As a coda, don't think my coat buying is limited to just to myself! Oh, no. Matthew brought two coats home from St. Louis as well, and was nice enough to model them for me in a rare turn before rather than behind the camera (#willworkforhugs). This first coat is from a Goodwill after a nourishing, non-diet-friendly-but-oh-so-delicious meal of the local Imo's chain pizza:


Bad, right? Bad as in good!! This coat was hanging in the ladies section but was definitely a piece of gentleman's attire.

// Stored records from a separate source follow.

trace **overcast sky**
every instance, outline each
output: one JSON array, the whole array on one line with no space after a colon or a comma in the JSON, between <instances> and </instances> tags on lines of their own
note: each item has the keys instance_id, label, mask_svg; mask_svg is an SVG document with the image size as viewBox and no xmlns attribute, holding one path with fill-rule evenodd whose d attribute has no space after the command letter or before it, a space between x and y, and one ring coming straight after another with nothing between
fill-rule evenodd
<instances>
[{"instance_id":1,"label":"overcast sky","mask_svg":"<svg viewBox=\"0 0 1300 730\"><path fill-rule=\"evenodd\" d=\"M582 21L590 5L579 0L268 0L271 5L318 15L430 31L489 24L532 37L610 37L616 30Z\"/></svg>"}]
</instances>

What I loved about this was trying to discuss the (again, sharpie'd) price with the cashier:

Soooooo...10? 19? 109?                
It ended up being the much ballyhoo'd $10 price, which was nice, along with this, $9.99 find from Savers:


I could buy these suede and wool jackets ALL DAY for Matthew, he looks like the little 1980's celebrity he should have been in another life in them. I'm glad he doesn't mind me dictating his wardrobe because I feel like even if I chose it, it sure does reflect his "cool dude" personality!!

Well, I have to get gone, but what do you think? Which coat is the best? Do you have a particular weakness for a certain item this winter or do you still indiscriminately pick amongst the picking sites for whatever catches your eye? Do you have a go to cold weather look? What have you found lately? Let's talk!

That's all for today but I'd love to hear from you. Have a great Sunday night and we'll talk again soon! Til then.